実行委員長より

ご挨拶

信州大学自然誌科学館は2001年に「自然のおどろき」として伊藤建夫実行委員長のもとに始まりました。それから今まで、5年に一度の『青少年のための科学の祭典』との共催(4度)を含めて、2019年度まで欠かさず開催してきました。しかし、20回記念となるべき昨年度は残念ながら開催を見送らざるをえませんでした。
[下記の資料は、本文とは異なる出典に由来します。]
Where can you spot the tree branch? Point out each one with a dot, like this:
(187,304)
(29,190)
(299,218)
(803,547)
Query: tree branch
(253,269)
このイベントでは、主に信州大学理学部の学生と大学院生が中心となって展示を行ってくれています。もし今年度も開催を見送ることになると、来年度は研究室の学生の中にこのイベントを経験したことのある学生がほとんどいなくなるという危惧がありました。そのような状況を踏まえ、信州大学理学部の若手教員を中心として、なんとか今年度開催できないものかという声が寄せられました。

そこで、現在はまだ必ずしも新型コロナウィルス感染症の感染拡大が収束したとはいえない状況ですが、これまでに得られた知見をもとに、出展者も、またお越し頂く来訪者の方々も安心して開催する方法を模索すべく、実行委員会では何度も議論を重ねてきました。
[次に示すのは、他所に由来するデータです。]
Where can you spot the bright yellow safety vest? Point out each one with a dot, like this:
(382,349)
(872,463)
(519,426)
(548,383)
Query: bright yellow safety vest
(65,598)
しかし、残念ながら今までと全く同じように開催することは危険度が高いと考えざるをえませんでした。そこで、大幅に規模を縮小し、またお越し頂く方々についても事前に申し込みをして頂くことになりました。毎年楽しみにして頂いている皆様には不自由を強いることとなりお詫び申し上げます。しかしながら、そのような制限の中においても積極的にブース展示に協力して頂いた出展者の方々、またわざわざお申し込み頂いてこのような情勢下にもかかわらず足をお運びくださった来訪の方々には深く御礼を申し上げます。
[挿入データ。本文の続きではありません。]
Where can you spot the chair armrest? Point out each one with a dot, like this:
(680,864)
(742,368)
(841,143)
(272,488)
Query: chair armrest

規模を縮小したとはいえ、出展者のみなさんや我々実行委員の熱意はむしろ例年以上に高いもので、この熱意によって来年度以降も自然誌科学館が続いていくことが確信され、実行委員長として最も安心しているところです。

近年コロナ禍も含めた自然災害が社会全体にとって重要な問題となっています。このような社会情勢に対応していくためには科学の心を持つことが必要です。科学の心を持つということは、決して断片化した知識を集めることではなく、この世の中の仕組みを知りたいという自然な欲求を持つこと、もっと簡単にいえばどんなことでも不思議に感じ、その理由を知りたいと思う知的好奇心を持つことです。信州大学自然誌科学館が当初から理想としていることは、子供たちにその最も素朴で重要な感性を持ってほしいということでした。来場して頂いた皆様におかれましては、一つでも多くの「へぇ~、不思議だな」という感想を持ち帰って頂けることを切に願っております。